More than a billion people live in water-scarce regions and as many as 3.5 billion could face water scarcity by 2025, according to the World Bank. The poorest countries and communities are most vulnerable to bad water management and, when it comes to the transboundary issue, more than 260 rivers across the globe run through more than one country.
“Take the River Nile; Egypt needs water downstream, yet many players upstream need water as well, so these issues can flame up politically. Water is a structural long-term risk and many day-to-day economic decisions we make don’t take account of water,” says Mr Waughray.
“Also, people generally don’t move voluntarily. Water crises trigger it. Europe’s migrant crisis is exacerbated by water issues in the central African belt. During Ethiopia’s famine in 1984, many people affected by drought just stayed where they lived and died. Today they get up and move.”
If we’re to appreciate fully the water we drink, feed our livestock, crops and industry, it’s worth understanding how much we use. For instance, coal-fired power plants globally devour enough water to supply the needs of one billion people. This will double if all the planned power plants come into operation in the near future, according to Greenpeace.
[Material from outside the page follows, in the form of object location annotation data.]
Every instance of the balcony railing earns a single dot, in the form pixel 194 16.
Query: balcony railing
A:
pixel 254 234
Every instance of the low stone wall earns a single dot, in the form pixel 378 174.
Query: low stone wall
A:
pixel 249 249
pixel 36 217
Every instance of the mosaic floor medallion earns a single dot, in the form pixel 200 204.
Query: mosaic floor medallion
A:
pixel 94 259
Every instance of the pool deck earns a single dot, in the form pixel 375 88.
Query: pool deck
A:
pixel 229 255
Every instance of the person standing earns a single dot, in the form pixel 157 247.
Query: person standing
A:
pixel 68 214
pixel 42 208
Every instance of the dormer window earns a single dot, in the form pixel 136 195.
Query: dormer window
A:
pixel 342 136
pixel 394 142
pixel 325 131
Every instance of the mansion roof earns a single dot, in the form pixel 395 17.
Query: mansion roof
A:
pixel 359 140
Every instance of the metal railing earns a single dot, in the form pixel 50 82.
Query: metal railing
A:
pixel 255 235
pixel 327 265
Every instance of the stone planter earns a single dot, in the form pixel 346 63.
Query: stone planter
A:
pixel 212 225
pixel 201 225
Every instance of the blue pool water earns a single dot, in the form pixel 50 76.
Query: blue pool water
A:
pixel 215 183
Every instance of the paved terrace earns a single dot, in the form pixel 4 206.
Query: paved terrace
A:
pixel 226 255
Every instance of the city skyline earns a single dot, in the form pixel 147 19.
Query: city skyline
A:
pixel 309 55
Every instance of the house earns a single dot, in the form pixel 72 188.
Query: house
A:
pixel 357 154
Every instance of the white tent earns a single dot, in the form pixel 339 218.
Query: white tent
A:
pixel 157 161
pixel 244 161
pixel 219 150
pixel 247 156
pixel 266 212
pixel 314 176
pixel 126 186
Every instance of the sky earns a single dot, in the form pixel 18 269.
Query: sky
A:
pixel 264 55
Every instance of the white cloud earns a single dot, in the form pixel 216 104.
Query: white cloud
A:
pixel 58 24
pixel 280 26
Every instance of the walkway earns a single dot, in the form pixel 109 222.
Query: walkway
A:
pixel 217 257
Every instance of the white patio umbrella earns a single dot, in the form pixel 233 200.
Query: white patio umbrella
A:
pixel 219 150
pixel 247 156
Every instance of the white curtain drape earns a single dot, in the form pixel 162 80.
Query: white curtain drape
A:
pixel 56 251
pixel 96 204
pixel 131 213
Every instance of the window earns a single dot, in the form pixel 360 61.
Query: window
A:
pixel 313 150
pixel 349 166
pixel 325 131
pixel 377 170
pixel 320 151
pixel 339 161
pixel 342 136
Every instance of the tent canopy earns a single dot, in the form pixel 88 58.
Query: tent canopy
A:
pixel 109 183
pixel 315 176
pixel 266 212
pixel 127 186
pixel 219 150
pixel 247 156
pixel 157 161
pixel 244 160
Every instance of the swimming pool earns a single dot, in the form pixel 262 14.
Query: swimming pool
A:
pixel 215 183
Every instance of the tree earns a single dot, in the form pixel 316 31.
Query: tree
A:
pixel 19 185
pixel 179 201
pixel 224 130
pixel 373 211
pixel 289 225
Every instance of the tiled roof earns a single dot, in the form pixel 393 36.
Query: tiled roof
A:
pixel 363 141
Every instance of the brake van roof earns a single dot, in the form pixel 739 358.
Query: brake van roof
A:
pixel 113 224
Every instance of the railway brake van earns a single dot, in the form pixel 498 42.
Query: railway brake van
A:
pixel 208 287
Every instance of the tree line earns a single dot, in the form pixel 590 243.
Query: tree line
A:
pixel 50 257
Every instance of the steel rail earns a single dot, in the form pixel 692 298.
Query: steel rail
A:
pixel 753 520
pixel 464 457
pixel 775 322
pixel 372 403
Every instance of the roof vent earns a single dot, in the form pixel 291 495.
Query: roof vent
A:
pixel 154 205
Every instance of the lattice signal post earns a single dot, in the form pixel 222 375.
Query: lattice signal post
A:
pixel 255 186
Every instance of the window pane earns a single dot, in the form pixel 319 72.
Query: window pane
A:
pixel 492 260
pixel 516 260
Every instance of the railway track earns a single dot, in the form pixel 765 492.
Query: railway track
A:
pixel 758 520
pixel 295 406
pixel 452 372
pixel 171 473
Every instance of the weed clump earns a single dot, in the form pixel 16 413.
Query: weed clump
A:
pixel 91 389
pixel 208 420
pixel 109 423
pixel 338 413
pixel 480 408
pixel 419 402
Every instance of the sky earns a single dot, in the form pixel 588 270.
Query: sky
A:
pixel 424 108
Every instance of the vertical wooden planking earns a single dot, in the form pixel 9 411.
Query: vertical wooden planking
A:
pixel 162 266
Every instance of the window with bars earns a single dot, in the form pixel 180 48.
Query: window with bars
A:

“All the water that pours over Niagara Falls in five months is roughly equal to what’s required to produce coal-fired electricity in the US for one year,” says Mr Waughray.
“Emerging markets are now looking to more coal-fired power stations. A lot more water will be needed. However, in these countries you need 70 per cent of the water for agriculture, so there’s competition and an allocation challenge going on.”
India has 240 million people without access to electricity, mostly in rural areas. The country is trying to raise this group out of energy poverty. One solution the government is looking at is cheap coal; 400 gigawatts are planned by 2035. India is going to need a lot of extra water over the coming decades to fire up these power plants.
Energy isn’t the only water-intensive industry as food production, particularly livestock, is too. Global meat demand is forecast to grow 50 per cent by 2025. Currently, up to 16,000 litres of water is needed to produce a kilo of meat.
“If we already use over 70 per cent of freshwater for agriculture and we face huge increases in demand for water-intensive meat, and don’t forget those extra demands for water for energy or water stress from climate change, how do we do it?” asks Mr Waughray.
The World Economic Forum believes one answer is technology, whether it’s growing vegetables in vertical farms within a controlled greenhouse environment, which uses 95 per cent less water, or growing meat in a laboratory, which has similar water-savings.
However, the most exciting developments are in resource management. The fourth industrial revolution, blockchain and artificial intelligence (AI) are all eyeing up the sector and have the potential to disrupt the water industry so it’s managed in a much better way.
The WEF along with the World Bank and technologists are working out how blockchain, the distributed ledger made famous by bitcoin, can be used to manage watersheds. Farmers can be allocated water, and they can then manage and trade their rights fairly, transparently, efficiently and flexibly with 24/7 smartphone access.
AI and quantum computing can be used to predict water usage efficiently; marry this up with satellite imagery, which measures ground water and flow rates, and you have a powerful set of tools.
“We call it wired water. It’s a democratisation tool. The use of tech in water management is very exciting. What we need is radical transparency and this will create a lot less information asymmetry when it comes to water management. Everyone is working in silos – public, private, farmers and energy producers – and it’s not managed well. We can go beyond that,” says Mr Waughray.
“We are at the point of the perfect storm right now, yet we have the technology today. We could not have done this five years ago, but we can’t wait another five to ten years; it will be too late. The building blocks are now in place to radically disrupt how we manage our water.”